13 Aralık 2018 15:34
Çorlu faciasının sarsıntısı bitmeden bugün Ankara’da en az 9 kişinin hayatını kaybettiği yeni bir tren kazası yaşandı. İhmal boyutundan sorumlulara kadar bir dizi tartışmayı da başlatan olaylar, Devlet Demiryolları (TCDD) Genel Müdürü İsa Apaydın'ın bir hafta önce (6 Aralık 2018) TBMM KİT Komisyonu toplantısında söylediklerini de yeniden akıllara getirdi.
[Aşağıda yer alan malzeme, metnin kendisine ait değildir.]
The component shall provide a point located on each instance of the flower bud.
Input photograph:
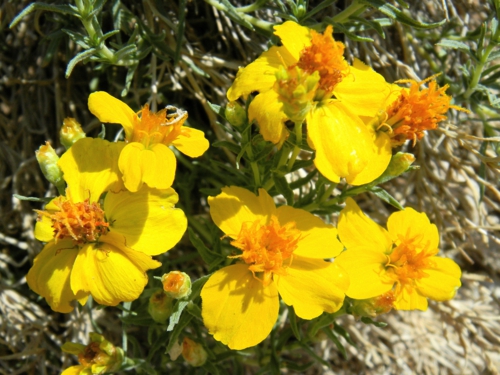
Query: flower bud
(176, 284)
(193, 353)
(235, 114)
(160, 306)
(71, 132)
(98, 357)
(47, 159)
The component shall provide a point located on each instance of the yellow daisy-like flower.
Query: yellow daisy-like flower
(103, 250)
(401, 259)
(282, 252)
(308, 78)
(414, 110)
(147, 157)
Apaydın toplantıda “Trafik işletme sistemi kurularak altyapımızda trenlerimizin sürekli faaliyetleri anlık olarak takip edilmektedir” demişti. Son on beş yıl içerisinde 60,7 milyar TL civarında yatırım yapıldığını kaydetmişti. CHP’li komisyon üyelerinin Çorlu Tren faciasıyla dikkati çektikleri tren kazalarıyla ilgili AKP Erzincan Milletvekili Süleyman Karaman, dünyanın her yerinde tren kazalarının yaşandığını belirterek, “Bu kazalar bütün ülkelerde olur, bütün ülkelerin derdi ve şu anda da listelere göre, Almanya’dan da, Fransa’dan da, Polonya’dan da, Romanya’dan da daha az kaza bizim ülkemizde oluyor, bizde daha az kaza oluyor. Hindistan, Pakistan, onları da saymıyorum” diye konuşmuştu.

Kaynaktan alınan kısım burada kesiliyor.